The Second Capital of the British Empire
Calcutta is one of the most suprising cities to visit in India. The city was under East India Company rule long before Britain’s Act of Union with Ireland.
It's no surprise that the word Brits used to refer to their homeland - Blighty - has Bengali origins: the word ‘Bilayati’ means ‘foreign’ or ‘far away’.
By the late 19th century, Calcutta was also the second city of the British Empire - a city which on any given day was thronged by Bengali, Armenian, Tamil, Odia, Chinese, Arab, Scottish, Spanish, Malay and Japanese migrants and traders.
Its not hard to find this diversity in Calcutta today. A small walk can take you past Muslim mosques, Buddhist pagodas, Confucian temples, Jewish synagogues, and Hindu and Jain mandirs.
Other parts of Calcutta feel identical to London. High Society still attend old colonial clubs in Sunday best (no Indian dress allowed) to be served fruit salad and custard.
And of course, all the churches of the city feel straight out of the British countryside.

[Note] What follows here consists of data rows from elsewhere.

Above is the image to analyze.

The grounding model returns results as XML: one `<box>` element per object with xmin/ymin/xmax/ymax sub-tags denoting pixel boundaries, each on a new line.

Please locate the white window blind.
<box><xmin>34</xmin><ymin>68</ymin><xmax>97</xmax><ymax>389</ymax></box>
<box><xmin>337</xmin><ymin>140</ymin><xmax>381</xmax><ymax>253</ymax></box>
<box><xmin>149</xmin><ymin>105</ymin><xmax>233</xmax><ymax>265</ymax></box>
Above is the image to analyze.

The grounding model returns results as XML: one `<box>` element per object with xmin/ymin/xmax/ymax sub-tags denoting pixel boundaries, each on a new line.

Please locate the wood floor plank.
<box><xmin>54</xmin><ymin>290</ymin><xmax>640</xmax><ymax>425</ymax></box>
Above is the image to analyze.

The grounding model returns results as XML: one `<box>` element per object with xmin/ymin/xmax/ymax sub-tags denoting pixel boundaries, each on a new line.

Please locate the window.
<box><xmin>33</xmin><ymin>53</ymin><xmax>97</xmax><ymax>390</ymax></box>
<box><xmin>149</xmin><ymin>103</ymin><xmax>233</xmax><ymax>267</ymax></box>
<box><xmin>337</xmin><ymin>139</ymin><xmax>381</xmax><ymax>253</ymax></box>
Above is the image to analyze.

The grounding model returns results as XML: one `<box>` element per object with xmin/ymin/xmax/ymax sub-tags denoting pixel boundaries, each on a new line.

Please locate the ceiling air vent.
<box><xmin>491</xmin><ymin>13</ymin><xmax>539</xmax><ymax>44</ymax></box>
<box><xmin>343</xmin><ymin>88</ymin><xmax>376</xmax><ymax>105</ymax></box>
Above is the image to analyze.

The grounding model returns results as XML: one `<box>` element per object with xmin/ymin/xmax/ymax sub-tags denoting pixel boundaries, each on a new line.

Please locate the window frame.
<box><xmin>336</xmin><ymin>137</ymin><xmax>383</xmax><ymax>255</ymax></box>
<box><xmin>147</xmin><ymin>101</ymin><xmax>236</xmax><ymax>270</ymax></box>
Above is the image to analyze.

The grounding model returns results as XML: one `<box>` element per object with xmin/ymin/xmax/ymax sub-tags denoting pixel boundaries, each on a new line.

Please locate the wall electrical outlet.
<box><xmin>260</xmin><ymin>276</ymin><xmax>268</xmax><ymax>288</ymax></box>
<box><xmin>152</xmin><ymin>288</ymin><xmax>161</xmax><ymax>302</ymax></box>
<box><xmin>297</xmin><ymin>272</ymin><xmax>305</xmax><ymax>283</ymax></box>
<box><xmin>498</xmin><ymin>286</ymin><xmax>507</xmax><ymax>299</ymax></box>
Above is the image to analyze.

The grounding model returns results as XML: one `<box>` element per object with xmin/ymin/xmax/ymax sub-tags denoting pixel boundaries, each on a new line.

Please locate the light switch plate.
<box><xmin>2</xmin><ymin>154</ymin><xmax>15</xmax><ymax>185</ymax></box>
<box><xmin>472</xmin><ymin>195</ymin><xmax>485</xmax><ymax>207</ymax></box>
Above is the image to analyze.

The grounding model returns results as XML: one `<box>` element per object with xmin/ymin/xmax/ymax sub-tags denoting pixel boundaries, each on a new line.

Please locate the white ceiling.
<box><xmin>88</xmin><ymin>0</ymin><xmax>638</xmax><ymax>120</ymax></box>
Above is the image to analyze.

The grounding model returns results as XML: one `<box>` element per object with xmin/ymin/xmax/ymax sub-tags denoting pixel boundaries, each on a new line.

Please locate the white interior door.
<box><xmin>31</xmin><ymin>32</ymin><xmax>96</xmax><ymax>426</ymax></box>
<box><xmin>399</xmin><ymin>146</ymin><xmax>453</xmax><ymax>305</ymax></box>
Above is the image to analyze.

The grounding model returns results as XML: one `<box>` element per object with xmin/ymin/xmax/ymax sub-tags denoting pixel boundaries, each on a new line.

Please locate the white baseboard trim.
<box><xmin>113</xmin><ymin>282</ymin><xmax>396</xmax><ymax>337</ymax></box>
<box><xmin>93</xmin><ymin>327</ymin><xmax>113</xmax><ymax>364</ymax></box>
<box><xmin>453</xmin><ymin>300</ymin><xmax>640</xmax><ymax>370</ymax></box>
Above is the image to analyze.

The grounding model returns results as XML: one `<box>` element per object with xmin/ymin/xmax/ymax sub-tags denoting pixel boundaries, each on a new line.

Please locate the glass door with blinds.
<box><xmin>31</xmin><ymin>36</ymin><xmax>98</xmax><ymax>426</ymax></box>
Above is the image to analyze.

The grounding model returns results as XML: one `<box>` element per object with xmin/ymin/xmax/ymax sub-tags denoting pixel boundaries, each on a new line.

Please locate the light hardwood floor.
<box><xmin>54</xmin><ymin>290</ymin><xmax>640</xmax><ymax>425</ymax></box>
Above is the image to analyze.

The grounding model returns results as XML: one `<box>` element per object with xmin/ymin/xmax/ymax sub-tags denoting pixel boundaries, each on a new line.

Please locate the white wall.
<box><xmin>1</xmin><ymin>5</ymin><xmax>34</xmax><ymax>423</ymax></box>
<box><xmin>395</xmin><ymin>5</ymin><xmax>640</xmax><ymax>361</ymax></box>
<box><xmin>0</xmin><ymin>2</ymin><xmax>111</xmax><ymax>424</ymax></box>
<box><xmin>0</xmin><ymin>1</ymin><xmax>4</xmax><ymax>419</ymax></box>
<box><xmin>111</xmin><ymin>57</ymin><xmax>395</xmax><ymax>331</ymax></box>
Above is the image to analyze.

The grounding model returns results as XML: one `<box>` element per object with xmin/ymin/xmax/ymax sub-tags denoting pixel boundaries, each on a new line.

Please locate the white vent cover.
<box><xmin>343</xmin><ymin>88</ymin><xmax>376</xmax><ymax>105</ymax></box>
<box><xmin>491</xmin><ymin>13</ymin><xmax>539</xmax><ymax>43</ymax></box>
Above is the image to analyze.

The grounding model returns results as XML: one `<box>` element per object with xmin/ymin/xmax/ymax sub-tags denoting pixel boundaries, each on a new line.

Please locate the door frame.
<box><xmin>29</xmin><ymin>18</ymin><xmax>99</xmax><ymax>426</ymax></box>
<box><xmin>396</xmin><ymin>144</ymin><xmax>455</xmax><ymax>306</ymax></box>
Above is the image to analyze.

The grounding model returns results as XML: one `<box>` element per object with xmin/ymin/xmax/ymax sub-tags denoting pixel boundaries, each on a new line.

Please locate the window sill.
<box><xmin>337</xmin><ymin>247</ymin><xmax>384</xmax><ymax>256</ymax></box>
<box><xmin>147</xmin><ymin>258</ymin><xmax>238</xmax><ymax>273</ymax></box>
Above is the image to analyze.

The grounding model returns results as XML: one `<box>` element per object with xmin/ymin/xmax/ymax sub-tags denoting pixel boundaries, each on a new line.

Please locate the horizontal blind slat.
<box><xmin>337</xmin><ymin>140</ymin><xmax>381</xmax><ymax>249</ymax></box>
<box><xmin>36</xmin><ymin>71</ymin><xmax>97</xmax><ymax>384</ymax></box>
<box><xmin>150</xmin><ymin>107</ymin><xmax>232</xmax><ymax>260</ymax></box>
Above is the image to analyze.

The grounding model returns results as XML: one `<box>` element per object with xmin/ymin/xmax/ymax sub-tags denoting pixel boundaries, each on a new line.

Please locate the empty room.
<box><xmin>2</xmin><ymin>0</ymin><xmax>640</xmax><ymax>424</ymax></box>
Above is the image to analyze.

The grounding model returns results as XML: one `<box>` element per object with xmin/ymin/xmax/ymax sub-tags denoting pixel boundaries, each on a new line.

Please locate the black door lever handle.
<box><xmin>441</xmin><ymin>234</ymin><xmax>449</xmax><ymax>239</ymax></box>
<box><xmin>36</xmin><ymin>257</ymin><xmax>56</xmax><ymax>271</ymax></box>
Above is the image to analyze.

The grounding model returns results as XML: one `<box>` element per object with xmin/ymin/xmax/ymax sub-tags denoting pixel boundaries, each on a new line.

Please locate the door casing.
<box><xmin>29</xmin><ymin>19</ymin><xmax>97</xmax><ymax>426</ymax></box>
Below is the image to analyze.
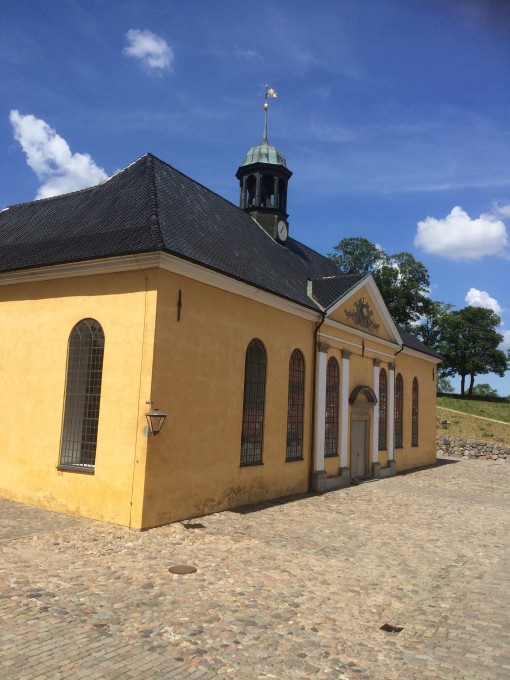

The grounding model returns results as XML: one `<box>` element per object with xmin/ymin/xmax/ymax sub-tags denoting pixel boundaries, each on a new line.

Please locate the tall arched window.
<box><xmin>286</xmin><ymin>349</ymin><xmax>305</xmax><ymax>461</ymax></box>
<box><xmin>378</xmin><ymin>368</ymin><xmax>387</xmax><ymax>450</ymax></box>
<box><xmin>59</xmin><ymin>319</ymin><xmax>105</xmax><ymax>470</ymax></box>
<box><xmin>412</xmin><ymin>377</ymin><xmax>419</xmax><ymax>447</ymax></box>
<box><xmin>395</xmin><ymin>373</ymin><xmax>404</xmax><ymax>449</ymax></box>
<box><xmin>240</xmin><ymin>339</ymin><xmax>267</xmax><ymax>466</ymax></box>
<box><xmin>325</xmin><ymin>357</ymin><xmax>339</xmax><ymax>457</ymax></box>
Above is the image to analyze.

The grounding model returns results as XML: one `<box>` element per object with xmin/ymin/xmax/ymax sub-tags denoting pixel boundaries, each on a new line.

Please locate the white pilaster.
<box><xmin>314</xmin><ymin>343</ymin><xmax>330</xmax><ymax>473</ymax></box>
<box><xmin>372</xmin><ymin>359</ymin><xmax>381</xmax><ymax>464</ymax></box>
<box><xmin>388</xmin><ymin>362</ymin><xmax>395</xmax><ymax>461</ymax></box>
<box><xmin>340</xmin><ymin>350</ymin><xmax>351</xmax><ymax>469</ymax></box>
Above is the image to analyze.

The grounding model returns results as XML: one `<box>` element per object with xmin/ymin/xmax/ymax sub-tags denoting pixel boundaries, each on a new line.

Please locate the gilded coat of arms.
<box><xmin>345</xmin><ymin>298</ymin><xmax>380</xmax><ymax>332</ymax></box>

The great contradiction at the heart of Calcutta, of course, is that whilst being the most British city in India, it is also the most revolutionary, the heart of the nationalist movement and the naxal movement and everything in between. The home of the longest democratically elected Communist government in the world, and the hammer and sickle is still ubiquitous in many neighbourhoods.